I've been feeling a bit crap past couple of days, so never got around to updating here. Oh well.
I've started looking at threading my application at work, and have been trying to come up with the best way of doing it. Theres lots of ways you can thread an application, the simplest being you simply decided to run a bit of code on the other thread and it sleeps when its no busy. This is fine, and for tools usually what you need sine the other threads tend to be worker threads. But in games, you want to try and load balance a bit more - kind-of like what windows does, but a bit better.
So, I've come up with a way of using a thread pool that allows me to spawn off many tasks in the game as I come to them, this means that processes may switch back and forth from CPU to CPU, but allows the system to load balance it.
So how does this work in practice. Well, if you have 2 CPU's, you'll have 2 main running threads the second is synced to the first and will only start once its told to - it could even be a thread in the thread pool itself. These 2 threads then start ticking through the list of processes in their own time, meaning that if one slows down on a complex bit of processing, then other can pick up the slack. If something comes along that will block the thread - file or networking, then these are passed off to the threadpool but the file or network manager, and the main 2 threads carry on as normal.
It should work fairly well, and should allow for almost transparent use of multiple CPU's on the system.
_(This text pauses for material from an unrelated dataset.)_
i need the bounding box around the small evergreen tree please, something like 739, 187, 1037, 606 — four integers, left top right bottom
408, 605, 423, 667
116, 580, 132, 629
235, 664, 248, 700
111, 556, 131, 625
In theory.... However, if your application spends 95% of the time on one thing, then your still stuffed no matter what you do; you should learn to code better!
I love doing multi-threaded stuff, its greatfun seeing all your processes getting dished out and seeing all the available CPU's doing something. I have an old (very old) 12 processor SGI at home, and watching all the processor activity bars on the front being used to the fullest is very cool.